朝一番から電波びんびんHOTな話題ワードをテーマに文章綴る。寝惚けた頭に目覚めの一発。日々命題第九十七回目のテーマは「B-1」だ。

 今週末、神奈川県厚木市にて「B-1」が開催される。B-1とはB級グルメを天辺を決める大会なのだそうだ。やきそば、うどん、カレー、カツ丼などから、ゼリーフライ、とうふちくわ膳、にくてん、カレーひっちゃく棒といった、メニューだけではどんな商品が出てくるのか解らないものまで、立ち並ぶ。

 B級グルメが1ジャンルとして確立して久しい。映画でもB級グルメというものがあるように、A級とは違い、お手軽簡単に楽しめるものが多い。グルメといえば高価なものを思い浮かべるかも知れないが、B級グルメであれば身近に感じられてしまう。そういうものだと言えるだろう。

 いわゆるジャンクフードというものもB級グルメに入る。本来ならば寿司はジャンクフードであった。今では高級寿司も出来てはいるが、回転寿司のような寿司こそ真の意味での寿司である。むしろ、そういう庶民的なものであるからこそ、寿司は国を代表する食べ物として認められているのだ。

 実際、ラーメンだって国民食に認定されているだろう。何か食べに行きたいかといえば、「ラーメン」と答える人間は絶対に5人に1人はいる。いや、3人に1人かもしれない。「寿司食いに行こう」「焼き肉行こうぜ」というのは冗談で言われることがあっても「ラーメン食いに行こう」は冗談にはならない。「じゃあ、行こうか」となるのが常である。

 当紙記者は、父の偏食嗜好の為に、幼き頃から本当の意味でのグルメというものに付き合ってきた。美食である。これは食べない。これは許さない。これもダメ。あれもダメ。その反動でなのか、何でも食べたいと感じる人間になり、事実何でも食べられる人間に成長した。ひとつ、肉に関してだけは祖父が肉屋を経営していたこともあった為に本当に良いものしか父が受けつけず、当紙記者もその気風を若干受け継いでしまっているところがある。

 某牛丼チェーン店で、漫画家の方と揉めたところの牛丼が食べられない。牛丼といえばB級の代表選手であるが、当紙記者は豚丼は食べられても牛丼は金を払っても食べたいとは思えないものである。肉が臭い。そう感じてしまうのだ。父はそうは感じないようであるからして、当紙記者の舌と鼻が少々敏感過ぎるのかもしれない。

 また同じ理由なのかもしれないが、某ハンバーガーチェーン店で、ランランルー教祖様の系列のハンバーガーを食べると、丸一日、胃に脂が残っている感じがする。外国産の肉が口に合わないのかもしれない。

 何にせよ。当紙記者が食べたいと感じるB級グルメはカツ丼である。そば屋においてあるカツ丼は何故にあそこまで美味しいのか。蕎麦を横目に食べるこってりとした味わいは格別だ。なんなのだろう。あのギャップというのだろうか。シチュエーションが、料理の旨味を増すというのはある。どんなに旨い店であっても、気分を害する雰囲気であれば、犬の餌にも劣る不味さになるだろう。

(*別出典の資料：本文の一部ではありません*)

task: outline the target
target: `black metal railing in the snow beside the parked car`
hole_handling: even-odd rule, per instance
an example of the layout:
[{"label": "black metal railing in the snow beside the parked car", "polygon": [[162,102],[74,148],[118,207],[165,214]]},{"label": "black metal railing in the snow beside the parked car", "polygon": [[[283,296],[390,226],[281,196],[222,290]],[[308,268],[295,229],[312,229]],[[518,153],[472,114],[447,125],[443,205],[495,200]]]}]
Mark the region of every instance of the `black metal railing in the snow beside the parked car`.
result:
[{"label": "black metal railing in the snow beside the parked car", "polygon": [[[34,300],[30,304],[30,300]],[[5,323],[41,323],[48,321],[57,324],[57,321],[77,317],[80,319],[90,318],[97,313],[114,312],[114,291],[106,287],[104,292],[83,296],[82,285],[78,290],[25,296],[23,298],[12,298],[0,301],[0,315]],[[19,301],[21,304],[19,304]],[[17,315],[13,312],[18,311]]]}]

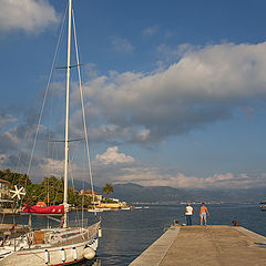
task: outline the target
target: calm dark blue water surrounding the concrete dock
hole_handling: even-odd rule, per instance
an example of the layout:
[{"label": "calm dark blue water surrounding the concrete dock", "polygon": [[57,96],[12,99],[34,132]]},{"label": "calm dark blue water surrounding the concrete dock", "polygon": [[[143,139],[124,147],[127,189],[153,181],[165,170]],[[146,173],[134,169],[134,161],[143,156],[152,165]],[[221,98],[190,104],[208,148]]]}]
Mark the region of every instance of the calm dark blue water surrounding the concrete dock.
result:
[{"label": "calm dark blue water surrounding the concrete dock", "polygon": [[[103,212],[103,237],[100,238],[98,258],[93,266],[125,266],[146,249],[174,219],[185,223],[185,205],[151,205],[150,208]],[[194,205],[193,224],[198,224],[200,205]],[[266,212],[258,205],[207,205],[211,216],[208,224],[232,225],[232,221],[253,232],[266,236]],[[72,218],[76,213],[71,213]],[[79,213],[79,216],[81,214]],[[85,213],[85,218],[94,219],[94,214]],[[25,219],[25,217],[24,217]],[[34,224],[43,225],[43,218],[38,217]],[[81,263],[81,266],[92,265]]]}]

 言わば、現在、某回転寿司チェーン店は内定問題で株価がぐぐっと下がっているわけである。商品自体は拘り抜いた無添加商品であり質は良い。そのほとんどの作業がロボット化されており、味に関してはある一定のクオリティを下回ることはないと言える。しかし、人間をロボットにするような教育をしているなると味が落ちる気がする。これが人情というものだろう。

 某中華料理店もそうである。こちらも研修問題が話題になったのではあるが、その職場の物理的汚さは一度でもその内部を見たことがある人間であればあまり行きたくなくなるレベルであるという。その全てがそうではないとは思いたいが、どこの店舗でアルバイトしていたとしても一様に同一の回答が得られるというのは、つまりそういうことなのであろう。

 B級グルメには、その安さゆえの理由が見え隠れする。それがまた美味しさの理由となる「きたなシュラン」なんてものもあり、多様性が求められるところだと言えるだろう。しかし、チェーン店を果たしてB級グルメと認めていいものなのだろうか。

 当紙記者の私見であるが、チェーン店は「そこそこの味 安い価格 綺麗な店」をモットーにしていることが多い。だがB級グルメは「旨い味 安い価格 店構えは気にしない」こうであって欲しいと考えている。そうなのだ。まずは味、そして価格なのである。チェーン店はまずは価格を考え、そこから味を出来る限り一定にまで引き上げるという。この作業の違いからして、チェーン店はB級認定すべきではないといえるのかもしれない。

 やはり、グルメというからには味を第一に考えている店であってもらいたい。「この味なのに、この値段でいいの!?」や「この量なのに、こんなに安いの!?」というものをB級グルメには求めているのである。「この値段ならこの味でいいや」や「この値段だしこの量でしょ」なんていうのはB級グルメには認められない。そういう意味ではチェーン店というものはB級グルメから除外されるべき存在であると言えるかも知れない。

 明日から始まるB級グルメ大会。果たして、どの料理が天辺をもぎりとるのか。B級グルメ好きとしては、少々気になるところである。この三連休に何もすることがないという方は、是非とも足を運んでみるのもいいだろう。

 やはり、グルメというのは己で味わってなんぼの世界なのである。